= Provincia Eclesiástica de Madrid =

Catholic ecclesiastical province in Spain

Ecclesiastical province of Madrid, formed by the Archdiocese of Madrid and his dioceses of Getafe and Alcalá

The Ecclesiastical province of Madrid constitutes one of the 14 ecclesiastical provinces in Spain. It is constituted by the Archdiocese of Madrid and his two Dioceses: The Diocese of Alcalá and the Diocese of Getafe.
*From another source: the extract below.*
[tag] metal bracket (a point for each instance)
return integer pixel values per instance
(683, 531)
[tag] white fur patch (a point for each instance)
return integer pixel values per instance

This formed after the desmembración of the archdiocese in 1991 with the publication of the Bula of the Pope John Paul II.

The creation of these two new diocese had to the big demographic growth of the Archdiocese of Madrid that, at the beginning of the years 1990 arrived already to the 5 million inhabitants, of which around 90% are considered Catholics.

The archdiocese was supported by its archbishop, the Cardinal Angél Suquia Goicoechea. Each diocese happened to have its own bishop, being the first of the one of Alcalá Manuel Ureña Pastor and the first of Getafe Francisco José Pérez and Fernández-Golfín.

The current archbishop and bishops are: Carlos Osoro in the archdiocese, Juan Antonio Reig Pla in Alcalá and Joaquín María López de Ándujar y Cánovas del Castillo in Getafe.